Я тогда сидел без штанов на унитазе и читал старые газеты, которые мать хранила тут же.  Привстал, оттопырил зад, изготовился оторвать клок, и тут глаз выхватил знакомое имя, фамилию. Имя, имя… Сказочное такое… Василиса? Варвара? Людмила?  
Нет, не то… 
Дома кормлю родителей малиной, молоком и пирогами. Им вкусно. 
“ Ганя,” – запивая малину молоком, пускается в воспоминание мать,- "Помнишь, в молодости, в Германии мы, раз, шли по дороге, а навстречу нам козочки? Одна подошла и руку мне стала лизать?

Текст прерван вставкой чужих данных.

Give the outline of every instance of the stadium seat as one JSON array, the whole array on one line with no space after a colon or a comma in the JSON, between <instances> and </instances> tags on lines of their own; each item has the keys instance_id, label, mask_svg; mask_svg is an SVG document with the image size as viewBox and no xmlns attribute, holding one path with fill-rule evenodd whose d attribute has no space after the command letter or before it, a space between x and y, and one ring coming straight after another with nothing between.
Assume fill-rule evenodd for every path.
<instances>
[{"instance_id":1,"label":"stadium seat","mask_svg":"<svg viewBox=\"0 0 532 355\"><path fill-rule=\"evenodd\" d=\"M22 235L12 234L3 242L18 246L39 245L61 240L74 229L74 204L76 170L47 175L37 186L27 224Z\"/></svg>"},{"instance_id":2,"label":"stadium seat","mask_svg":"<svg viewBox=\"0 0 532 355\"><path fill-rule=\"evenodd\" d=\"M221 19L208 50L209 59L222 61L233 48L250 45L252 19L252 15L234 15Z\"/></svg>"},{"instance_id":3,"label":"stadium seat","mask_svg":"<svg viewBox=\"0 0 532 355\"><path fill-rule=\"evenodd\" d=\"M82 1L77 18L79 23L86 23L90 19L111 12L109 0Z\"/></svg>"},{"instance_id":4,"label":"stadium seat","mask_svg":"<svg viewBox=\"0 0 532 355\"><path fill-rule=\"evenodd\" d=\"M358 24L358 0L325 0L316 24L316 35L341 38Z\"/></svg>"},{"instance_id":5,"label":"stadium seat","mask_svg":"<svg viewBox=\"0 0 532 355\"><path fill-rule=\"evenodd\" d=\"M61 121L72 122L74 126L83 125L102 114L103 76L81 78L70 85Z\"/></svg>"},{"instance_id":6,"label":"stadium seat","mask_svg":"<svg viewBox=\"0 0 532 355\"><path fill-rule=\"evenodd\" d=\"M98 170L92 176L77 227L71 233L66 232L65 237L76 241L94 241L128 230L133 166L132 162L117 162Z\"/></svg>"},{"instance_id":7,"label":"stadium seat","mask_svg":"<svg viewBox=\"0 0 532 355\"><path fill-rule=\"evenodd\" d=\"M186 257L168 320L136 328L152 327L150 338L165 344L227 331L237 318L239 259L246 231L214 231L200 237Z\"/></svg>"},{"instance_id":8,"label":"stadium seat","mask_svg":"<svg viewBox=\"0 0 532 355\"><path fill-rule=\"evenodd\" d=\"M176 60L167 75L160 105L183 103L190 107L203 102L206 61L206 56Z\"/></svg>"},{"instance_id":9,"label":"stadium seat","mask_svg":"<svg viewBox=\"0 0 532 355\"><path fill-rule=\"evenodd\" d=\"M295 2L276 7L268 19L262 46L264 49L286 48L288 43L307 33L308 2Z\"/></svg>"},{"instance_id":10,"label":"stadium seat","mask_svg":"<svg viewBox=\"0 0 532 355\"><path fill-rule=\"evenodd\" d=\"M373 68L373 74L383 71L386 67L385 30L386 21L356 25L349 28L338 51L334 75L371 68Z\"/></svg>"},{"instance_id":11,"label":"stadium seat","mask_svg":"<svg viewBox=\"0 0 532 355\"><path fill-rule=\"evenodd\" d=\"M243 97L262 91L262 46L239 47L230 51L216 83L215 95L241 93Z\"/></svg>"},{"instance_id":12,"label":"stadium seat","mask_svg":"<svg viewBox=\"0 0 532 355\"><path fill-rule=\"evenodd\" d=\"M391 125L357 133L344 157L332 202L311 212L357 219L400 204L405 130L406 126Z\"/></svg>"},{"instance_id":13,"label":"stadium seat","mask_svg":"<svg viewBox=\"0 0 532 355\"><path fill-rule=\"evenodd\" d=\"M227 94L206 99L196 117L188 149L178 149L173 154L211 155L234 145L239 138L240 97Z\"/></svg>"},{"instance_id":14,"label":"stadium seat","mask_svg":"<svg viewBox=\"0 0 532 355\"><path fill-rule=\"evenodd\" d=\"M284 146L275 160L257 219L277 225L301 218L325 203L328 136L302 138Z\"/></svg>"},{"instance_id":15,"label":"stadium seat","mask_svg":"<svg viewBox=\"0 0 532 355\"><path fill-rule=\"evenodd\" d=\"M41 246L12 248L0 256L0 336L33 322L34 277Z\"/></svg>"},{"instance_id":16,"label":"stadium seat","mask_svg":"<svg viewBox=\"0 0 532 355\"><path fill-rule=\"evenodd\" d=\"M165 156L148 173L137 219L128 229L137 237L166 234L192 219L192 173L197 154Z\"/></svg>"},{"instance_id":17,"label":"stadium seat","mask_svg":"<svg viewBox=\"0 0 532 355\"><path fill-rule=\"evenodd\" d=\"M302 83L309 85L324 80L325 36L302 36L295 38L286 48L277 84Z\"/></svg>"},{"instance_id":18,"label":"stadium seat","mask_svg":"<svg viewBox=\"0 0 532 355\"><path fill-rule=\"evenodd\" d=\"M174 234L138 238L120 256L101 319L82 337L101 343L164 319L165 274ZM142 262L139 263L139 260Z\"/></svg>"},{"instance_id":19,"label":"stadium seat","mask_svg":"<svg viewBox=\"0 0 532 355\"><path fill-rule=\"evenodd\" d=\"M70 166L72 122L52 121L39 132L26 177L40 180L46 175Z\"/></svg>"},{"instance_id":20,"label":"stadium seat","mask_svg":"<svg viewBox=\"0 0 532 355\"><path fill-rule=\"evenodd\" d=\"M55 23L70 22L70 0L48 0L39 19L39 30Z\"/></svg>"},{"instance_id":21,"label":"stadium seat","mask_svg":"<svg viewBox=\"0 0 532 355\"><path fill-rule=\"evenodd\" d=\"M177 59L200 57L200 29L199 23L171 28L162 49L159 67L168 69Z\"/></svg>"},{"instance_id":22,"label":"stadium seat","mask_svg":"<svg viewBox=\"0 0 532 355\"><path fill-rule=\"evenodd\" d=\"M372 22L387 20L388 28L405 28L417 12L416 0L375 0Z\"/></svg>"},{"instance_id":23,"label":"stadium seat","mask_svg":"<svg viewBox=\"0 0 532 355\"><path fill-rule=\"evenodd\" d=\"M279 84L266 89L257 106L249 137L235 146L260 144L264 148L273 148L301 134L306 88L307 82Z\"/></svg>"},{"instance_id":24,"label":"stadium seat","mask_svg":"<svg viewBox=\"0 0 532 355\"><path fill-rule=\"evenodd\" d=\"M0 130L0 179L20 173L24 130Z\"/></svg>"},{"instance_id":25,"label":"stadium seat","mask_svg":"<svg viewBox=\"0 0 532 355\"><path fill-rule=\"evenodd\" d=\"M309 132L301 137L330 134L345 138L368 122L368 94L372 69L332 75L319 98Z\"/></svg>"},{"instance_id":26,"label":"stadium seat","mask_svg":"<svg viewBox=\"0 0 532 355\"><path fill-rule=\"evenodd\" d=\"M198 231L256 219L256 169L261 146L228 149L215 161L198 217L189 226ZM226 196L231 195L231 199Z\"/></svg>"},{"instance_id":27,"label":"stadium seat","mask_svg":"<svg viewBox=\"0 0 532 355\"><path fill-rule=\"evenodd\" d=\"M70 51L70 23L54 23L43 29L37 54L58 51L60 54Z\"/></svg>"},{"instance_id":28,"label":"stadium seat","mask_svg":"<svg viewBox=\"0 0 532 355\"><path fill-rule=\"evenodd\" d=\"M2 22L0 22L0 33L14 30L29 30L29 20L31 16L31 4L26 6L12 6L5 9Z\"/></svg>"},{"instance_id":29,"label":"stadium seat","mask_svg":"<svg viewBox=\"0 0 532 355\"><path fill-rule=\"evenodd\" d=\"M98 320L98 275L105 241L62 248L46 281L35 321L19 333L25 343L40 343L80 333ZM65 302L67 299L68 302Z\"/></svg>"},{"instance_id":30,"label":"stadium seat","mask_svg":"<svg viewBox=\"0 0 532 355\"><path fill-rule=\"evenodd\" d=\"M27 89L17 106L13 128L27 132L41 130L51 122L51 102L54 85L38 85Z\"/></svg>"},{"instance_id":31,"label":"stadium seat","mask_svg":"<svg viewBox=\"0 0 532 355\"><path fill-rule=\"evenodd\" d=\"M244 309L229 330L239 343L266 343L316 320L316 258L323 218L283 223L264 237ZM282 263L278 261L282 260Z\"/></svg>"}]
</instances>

А я, дурёха, не догадалась – это ж она просила, чтоб я её отдоила: жарко было, а у ней вымя полное. Надо было на землю отдоить. Веришь – до сих пор себе не могу простить, что не помогла козочке!” 
 “Мать,” - перебиваю я, - “ А ты помнишь, как звали мою учительницу по литературе? Я, кажется, у неё сегодня купил пироги”.  
“ Ты не мог купить у неё пироги, “ - парирует мать. -“ Она умерла, когда ты лежал в госпитале в Афганистане. Мальвиной её звали. Мальвина Сергеевна”.  
И мать протягивает мне пустую тарелку : “Ещё.”